At present, dose limits for the human hippocampi have not yet been elucidated, making it difficult to weigh the cost of a hippocampal-sparing approach against the potential benefits. However, the initial results from the phase II RTOG 0933 trial suggest that constraining hippocampal dose to a D100% of 10 Gy in 10 fractions leads to improved neurocognitive outcomes compared to historical controls receiving 30 Gy in 10 fractions without hippocampal sparing. 10 Furthermore, studies in mice suggest that as little as 2 Gy can result in histologic changes in the hippocampi. 3
Our study illustrates that treatment of multiple lesions in a single session of Gamma Knife radiosurgery can lead to a mean dose on the order of 3 Gy, with a maximum dose of up to 9 Gy.
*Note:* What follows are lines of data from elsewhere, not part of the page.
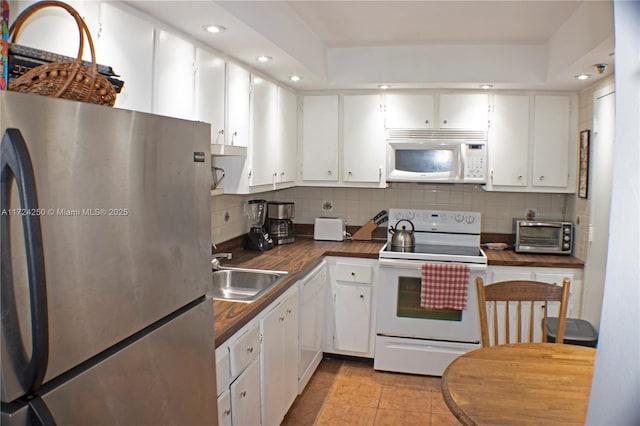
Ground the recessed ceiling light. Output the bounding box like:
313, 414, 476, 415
202, 25, 226, 34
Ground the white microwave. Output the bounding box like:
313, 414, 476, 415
387, 132, 487, 183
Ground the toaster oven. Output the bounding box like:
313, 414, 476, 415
513, 219, 573, 254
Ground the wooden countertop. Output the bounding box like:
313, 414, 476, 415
482, 248, 584, 269
214, 236, 584, 347
213, 237, 384, 347
442, 343, 596, 425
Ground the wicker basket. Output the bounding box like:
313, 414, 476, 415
9, 1, 116, 106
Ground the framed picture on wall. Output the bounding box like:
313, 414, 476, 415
578, 130, 591, 198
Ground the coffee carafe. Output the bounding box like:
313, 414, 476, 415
244, 200, 273, 251
266, 201, 295, 244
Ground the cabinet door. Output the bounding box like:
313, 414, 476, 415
153, 30, 195, 120
489, 95, 529, 186
231, 360, 266, 425
438, 94, 489, 130
249, 77, 278, 186
302, 95, 339, 182
195, 48, 225, 144
282, 291, 298, 410
218, 390, 232, 426
225, 62, 251, 147
277, 87, 298, 182
260, 303, 285, 425
384, 95, 435, 129
532, 95, 574, 187
333, 283, 371, 353
342, 95, 385, 182
96, 2, 154, 112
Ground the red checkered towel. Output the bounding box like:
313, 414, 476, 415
420, 263, 469, 310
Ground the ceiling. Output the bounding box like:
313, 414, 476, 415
124, 0, 614, 91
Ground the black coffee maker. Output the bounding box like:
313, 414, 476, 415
244, 200, 273, 251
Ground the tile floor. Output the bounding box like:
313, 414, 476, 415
282, 358, 459, 426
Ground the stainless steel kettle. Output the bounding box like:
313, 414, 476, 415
389, 219, 416, 251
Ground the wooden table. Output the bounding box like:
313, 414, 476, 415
441, 343, 596, 425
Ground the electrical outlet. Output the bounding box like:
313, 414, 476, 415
322, 201, 333, 213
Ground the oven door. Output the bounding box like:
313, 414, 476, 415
376, 259, 487, 343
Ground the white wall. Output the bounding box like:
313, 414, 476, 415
586, 0, 640, 425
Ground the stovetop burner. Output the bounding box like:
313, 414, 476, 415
385, 244, 482, 256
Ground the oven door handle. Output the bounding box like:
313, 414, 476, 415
378, 259, 487, 271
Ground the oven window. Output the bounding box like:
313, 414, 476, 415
396, 277, 462, 321
395, 149, 454, 173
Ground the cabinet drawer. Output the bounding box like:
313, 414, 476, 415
336, 263, 373, 284
216, 346, 231, 395
218, 389, 231, 426
229, 325, 260, 377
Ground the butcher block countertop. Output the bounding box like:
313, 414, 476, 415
214, 236, 584, 347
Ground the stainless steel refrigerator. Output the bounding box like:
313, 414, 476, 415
0, 92, 217, 425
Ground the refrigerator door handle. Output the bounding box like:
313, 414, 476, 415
0, 129, 49, 392
29, 397, 56, 426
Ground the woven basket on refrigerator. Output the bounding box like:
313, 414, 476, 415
9, 1, 116, 106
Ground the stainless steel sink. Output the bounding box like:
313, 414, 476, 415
210, 267, 287, 303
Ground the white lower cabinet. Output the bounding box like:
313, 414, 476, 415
298, 261, 327, 394
231, 359, 261, 426
216, 320, 261, 426
218, 389, 233, 426
325, 258, 377, 358
260, 286, 298, 426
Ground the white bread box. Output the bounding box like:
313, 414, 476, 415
313, 217, 347, 241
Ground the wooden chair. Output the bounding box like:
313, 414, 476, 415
476, 277, 571, 346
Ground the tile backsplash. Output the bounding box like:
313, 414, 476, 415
211, 183, 573, 243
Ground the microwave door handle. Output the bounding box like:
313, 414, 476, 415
0, 129, 49, 392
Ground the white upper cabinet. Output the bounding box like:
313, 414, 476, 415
277, 87, 298, 183
438, 93, 489, 130
225, 63, 251, 147
342, 95, 385, 183
384, 94, 436, 129
94, 3, 154, 112
249, 77, 278, 186
153, 30, 195, 119
195, 48, 226, 144
485, 95, 577, 193
489, 95, 530, 187
302, 95, 339, 182
532, 95, 575, 188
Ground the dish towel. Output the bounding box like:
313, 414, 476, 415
420, 263, 469, 310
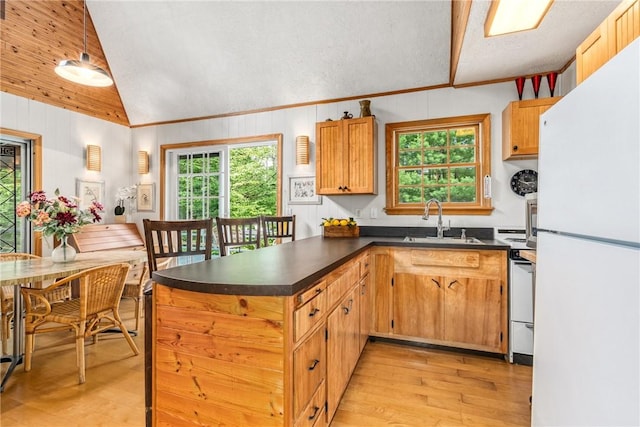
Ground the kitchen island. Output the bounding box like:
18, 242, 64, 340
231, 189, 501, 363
151, 237, 507, 426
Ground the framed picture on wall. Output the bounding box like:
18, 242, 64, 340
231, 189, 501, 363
136, 184, 155, 212
76, 178, 104, 209
289, 176, 322, 205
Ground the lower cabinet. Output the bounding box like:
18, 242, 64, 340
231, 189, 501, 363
327, 286, 360, 421
372, 248, 508, 354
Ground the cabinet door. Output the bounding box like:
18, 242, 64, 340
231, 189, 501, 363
576, 21, 609, 84
443, 277, 504, 353
327, 286, 360, 421
316, 120, 346, 194
370, 248, 393, 334
343, 117, 376, 194
360, 274, 373, 352
607, 0, 640, 57
393, 273, 445, 340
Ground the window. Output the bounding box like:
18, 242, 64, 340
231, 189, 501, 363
161, 134, 282, 219
385, 114, 492, 215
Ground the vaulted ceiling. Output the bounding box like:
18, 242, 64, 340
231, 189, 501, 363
0, 0, 619, 126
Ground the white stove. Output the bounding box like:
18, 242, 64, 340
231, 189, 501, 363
494, 227, 533, 365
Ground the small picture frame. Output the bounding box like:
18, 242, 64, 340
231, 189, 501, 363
289, 176, 322, 205
76, 178, 104, 210
136, 184, 155, 212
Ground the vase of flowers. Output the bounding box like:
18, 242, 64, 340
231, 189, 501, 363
16, 189, 104, 262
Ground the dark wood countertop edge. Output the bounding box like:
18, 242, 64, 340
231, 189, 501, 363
152, 237, 509, 297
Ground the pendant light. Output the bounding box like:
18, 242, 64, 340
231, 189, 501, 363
55, 1, 113, 87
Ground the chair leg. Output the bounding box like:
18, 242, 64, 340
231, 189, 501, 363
76, 325, 85, 384
24, 334, 36, 372
113, 309, 140, 355
0, 311, 8, 354
134, 297, 142, 331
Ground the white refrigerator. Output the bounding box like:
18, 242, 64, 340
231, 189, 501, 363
531, 39, 640, 427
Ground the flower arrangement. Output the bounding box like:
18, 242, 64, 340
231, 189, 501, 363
16, 188, 104, 240
114, 185, 138, 215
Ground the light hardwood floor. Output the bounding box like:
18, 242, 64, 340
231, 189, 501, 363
0, 300, 531, 427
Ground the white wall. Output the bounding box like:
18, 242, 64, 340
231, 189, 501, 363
132, 80, 562, 238
0, 92, 132, 255
0, 74, 575, 244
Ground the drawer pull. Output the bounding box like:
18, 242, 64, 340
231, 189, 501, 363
309, 359, 320, 371
342, 298, 353, 314
309, 406, 320, 421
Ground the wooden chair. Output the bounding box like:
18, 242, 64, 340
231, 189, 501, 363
260, 215, 296, 246
142, 218, 213, 425
0, 252, 50, 354
216, 217, 262, 256
20, 263, 139, 384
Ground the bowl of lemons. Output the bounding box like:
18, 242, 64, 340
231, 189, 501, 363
320, 218, 360, 237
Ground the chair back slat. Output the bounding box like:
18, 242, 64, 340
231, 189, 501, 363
142, 218, 213, 272
260, 215, 296, 246
216, 217, 262, 256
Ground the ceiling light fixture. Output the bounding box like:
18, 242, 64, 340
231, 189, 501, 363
55, 1, 113, 87
484, 0, 553, 37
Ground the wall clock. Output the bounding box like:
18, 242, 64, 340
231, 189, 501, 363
511, 169, 538, 196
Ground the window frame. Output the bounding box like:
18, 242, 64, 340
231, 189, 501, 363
159, 133, 283, 220
385, 113, 493, 215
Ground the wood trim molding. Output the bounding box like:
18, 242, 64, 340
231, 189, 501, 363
449, 0, 471, 85
0, 127, 42, 256
159, 133, 283, 220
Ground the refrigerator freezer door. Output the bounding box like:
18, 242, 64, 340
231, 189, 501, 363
538, 39, 640, 242
531, 233, 640, 426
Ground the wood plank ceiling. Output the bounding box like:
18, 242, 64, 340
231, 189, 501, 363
0, 0, 129, 126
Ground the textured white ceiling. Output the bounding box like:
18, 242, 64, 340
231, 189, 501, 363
87, 0, 619, 125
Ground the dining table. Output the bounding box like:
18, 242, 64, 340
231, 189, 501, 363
0, 248, 147, 393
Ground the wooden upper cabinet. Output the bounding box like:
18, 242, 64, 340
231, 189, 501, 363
576, 0, 640, 84
316, 116, 377, 195
502, 97, 560, 160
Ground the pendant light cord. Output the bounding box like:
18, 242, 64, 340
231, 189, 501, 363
82, 0, 89, 53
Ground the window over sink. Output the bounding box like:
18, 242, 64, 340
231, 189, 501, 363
385, 114, 493, 215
However, avoidance of direct beam irradiation can decrease the hippocampal dose by an average of 35%, while maintaining conformality and target coverage. The level of sparing is most pronounced when targets are located nearer to the hippocampi, especially within 10 mm. The main cost for hippocampal sparing is an increased treatment time, with a mean increase of 20% in this group of patients.
Our study suggests that cases with lesions in close proximity to the hippocampi—especially <10 mm—would derive the greatest benefit from a hippocampal-sparing approach. However, when lesions are not adjacent to the hippocampi, our results suggest that the dose to the hippocampi is generally on the order of 1 Gy or less, even when large numbers or large volumes of lesions are treated with Gamma Knife radiosurgery. Whether such a result holds for other radiosurgical modalities such as CyberKnife or Linac-based systems remains to be investigated. The results presented here can serve as a benchmark for such an investigation.
Conclusions
In summary, this study suggests that with the treatment of multiple brain metastases with single-session radiosurgery, the cumulative dose to the hippocampi should be carefully assessed during the treatment planning process. Avoidance of direct beam irradiation can be used to decrease hippocampal dose, especially when lesions are within 10 mm of the hippocampi.
Footnotes
Declaration of Conflicting Interests
The author(s) declared no potential conflicts of interest with respect to the research, authorship, and/or publication of this article.
Funding
The author(s) disclosed receipt of the following financial support for the research, authorship, and/or publication of this article: Dr Barani received research grant support from BrainLab, Elekta, and the NIH. Dr Sneed received an honorarium from Elekta to attend a meeting.